CONCLUSIONS: It is necessary to obtain not less than 2.0 cm of PM distance in early-stage disease, while PM distance was not associated with long-term survival in later and more aggressive stages of disease because more advanced GC is a systemic disease. Different types of patients should be considered for removal of an individualized PM distance intra-operatively. We developed a universally applicable prediction model for accurately determining the 1-year, 3-year and 5-year DFS and OS of GC patients according to their preoperative clinicopathologic characteristics and PM distance.

Introduction

Gastric cancer (GC) has become a significant cause of cancer-related deaths worldwide (1-3).
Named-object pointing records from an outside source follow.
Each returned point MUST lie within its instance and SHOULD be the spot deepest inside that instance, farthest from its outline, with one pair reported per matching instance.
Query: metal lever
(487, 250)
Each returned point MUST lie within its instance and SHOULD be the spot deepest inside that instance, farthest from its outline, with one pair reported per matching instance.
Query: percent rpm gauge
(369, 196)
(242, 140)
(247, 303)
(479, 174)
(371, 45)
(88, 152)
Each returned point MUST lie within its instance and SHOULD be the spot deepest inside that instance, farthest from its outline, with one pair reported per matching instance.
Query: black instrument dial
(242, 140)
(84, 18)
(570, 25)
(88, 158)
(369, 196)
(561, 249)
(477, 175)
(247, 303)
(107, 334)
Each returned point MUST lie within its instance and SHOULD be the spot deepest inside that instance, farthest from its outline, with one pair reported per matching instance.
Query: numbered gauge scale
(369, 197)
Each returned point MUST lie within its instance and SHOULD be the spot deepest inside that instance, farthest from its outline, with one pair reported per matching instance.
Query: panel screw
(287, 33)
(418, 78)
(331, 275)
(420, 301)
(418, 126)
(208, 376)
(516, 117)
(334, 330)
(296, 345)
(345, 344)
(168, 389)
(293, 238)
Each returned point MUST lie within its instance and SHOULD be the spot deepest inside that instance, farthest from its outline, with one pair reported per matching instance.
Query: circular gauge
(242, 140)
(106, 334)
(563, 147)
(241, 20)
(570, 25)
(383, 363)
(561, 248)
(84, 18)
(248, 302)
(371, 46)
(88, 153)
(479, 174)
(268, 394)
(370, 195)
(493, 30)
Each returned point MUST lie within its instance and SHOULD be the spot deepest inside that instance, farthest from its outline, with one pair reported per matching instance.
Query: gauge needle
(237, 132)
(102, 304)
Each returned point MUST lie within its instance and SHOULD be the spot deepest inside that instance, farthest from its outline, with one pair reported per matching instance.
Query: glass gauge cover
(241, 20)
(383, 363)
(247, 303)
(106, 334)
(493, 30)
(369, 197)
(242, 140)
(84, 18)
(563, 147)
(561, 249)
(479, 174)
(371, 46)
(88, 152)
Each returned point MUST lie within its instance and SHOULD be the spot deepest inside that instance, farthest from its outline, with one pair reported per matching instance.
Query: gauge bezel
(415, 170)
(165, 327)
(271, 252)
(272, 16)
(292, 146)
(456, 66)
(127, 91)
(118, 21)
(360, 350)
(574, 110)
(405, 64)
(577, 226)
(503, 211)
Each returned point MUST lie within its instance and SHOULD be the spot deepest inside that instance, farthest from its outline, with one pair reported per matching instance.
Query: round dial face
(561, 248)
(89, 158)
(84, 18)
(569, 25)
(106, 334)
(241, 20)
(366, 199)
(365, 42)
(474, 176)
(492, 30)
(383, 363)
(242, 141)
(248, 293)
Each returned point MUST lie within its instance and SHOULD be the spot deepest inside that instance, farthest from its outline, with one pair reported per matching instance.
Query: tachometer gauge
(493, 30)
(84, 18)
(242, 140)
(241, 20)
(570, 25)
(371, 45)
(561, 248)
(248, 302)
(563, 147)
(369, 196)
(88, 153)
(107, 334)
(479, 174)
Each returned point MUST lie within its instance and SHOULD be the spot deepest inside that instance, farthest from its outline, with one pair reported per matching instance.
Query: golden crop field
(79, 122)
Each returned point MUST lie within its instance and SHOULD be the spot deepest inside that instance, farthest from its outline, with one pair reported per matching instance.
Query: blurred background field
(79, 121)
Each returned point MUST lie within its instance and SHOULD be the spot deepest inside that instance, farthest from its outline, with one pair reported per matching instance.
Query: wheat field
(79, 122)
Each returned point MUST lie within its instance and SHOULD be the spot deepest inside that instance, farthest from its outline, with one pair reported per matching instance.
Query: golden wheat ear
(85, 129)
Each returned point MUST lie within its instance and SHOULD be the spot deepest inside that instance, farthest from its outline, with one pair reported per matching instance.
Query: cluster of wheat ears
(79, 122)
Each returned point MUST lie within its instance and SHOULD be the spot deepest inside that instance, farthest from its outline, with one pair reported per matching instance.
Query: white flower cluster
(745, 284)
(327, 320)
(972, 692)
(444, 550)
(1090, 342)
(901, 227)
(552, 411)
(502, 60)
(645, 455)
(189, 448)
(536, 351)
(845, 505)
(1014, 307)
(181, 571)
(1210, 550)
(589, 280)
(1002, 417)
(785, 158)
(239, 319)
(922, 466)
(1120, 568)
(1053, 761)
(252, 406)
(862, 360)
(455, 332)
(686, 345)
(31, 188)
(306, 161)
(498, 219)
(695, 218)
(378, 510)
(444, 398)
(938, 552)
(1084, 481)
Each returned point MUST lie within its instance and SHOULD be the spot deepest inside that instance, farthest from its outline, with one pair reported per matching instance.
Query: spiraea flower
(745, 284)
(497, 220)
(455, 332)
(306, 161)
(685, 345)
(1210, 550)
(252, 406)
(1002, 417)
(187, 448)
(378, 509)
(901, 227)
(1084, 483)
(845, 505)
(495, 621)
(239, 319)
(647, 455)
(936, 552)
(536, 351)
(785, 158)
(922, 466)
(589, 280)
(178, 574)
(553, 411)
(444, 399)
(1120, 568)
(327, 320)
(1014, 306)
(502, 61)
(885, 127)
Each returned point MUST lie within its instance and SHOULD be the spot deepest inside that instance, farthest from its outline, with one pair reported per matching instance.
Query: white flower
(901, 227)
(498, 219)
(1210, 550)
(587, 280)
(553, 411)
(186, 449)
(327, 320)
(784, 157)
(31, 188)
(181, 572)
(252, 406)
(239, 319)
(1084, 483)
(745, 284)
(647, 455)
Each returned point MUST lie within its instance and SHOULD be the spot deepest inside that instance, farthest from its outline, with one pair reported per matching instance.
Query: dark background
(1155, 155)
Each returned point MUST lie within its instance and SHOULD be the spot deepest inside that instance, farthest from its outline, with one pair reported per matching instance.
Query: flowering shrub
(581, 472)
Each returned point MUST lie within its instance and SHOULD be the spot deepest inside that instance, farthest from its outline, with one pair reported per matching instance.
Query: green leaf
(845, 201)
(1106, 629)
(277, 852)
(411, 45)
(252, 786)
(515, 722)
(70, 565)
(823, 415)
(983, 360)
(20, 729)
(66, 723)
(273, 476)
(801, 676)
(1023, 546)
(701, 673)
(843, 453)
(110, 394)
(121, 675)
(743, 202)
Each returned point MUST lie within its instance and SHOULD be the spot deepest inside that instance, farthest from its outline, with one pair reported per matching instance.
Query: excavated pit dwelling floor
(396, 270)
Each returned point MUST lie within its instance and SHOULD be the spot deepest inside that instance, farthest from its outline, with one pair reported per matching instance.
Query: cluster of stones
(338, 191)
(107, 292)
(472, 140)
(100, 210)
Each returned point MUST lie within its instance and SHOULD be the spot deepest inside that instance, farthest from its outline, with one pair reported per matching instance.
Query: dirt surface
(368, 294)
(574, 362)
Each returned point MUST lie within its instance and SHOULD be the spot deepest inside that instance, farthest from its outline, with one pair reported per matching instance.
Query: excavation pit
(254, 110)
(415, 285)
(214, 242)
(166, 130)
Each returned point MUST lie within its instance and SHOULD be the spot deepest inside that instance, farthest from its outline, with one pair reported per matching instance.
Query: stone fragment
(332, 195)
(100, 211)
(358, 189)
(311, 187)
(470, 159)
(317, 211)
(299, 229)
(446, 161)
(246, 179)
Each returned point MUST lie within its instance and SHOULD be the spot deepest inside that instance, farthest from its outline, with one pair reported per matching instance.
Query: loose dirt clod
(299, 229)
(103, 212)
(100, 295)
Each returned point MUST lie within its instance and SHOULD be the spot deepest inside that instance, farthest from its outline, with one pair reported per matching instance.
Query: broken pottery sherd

Radical resection is still the only proven and potentially curative treatment for GC without distant metastasis (4,5). A range of proximal margin (PM) distance has been advocated for distal gastric adenocarcinoma in previous studies (6-10); however, the specific margin width remains debatable. To ensure radical resection of the tumor, some surgeons prefer to get a wider margin, but reducing the margin width during resection has been associated with better quality of life, easier digestive tract reconstruction and a lower incidence of complications. Therefore, it is imperative to identify optimal margins of excision to reduce postoperative recurrence and complications and to increase postoperative quality of life in patients with GC.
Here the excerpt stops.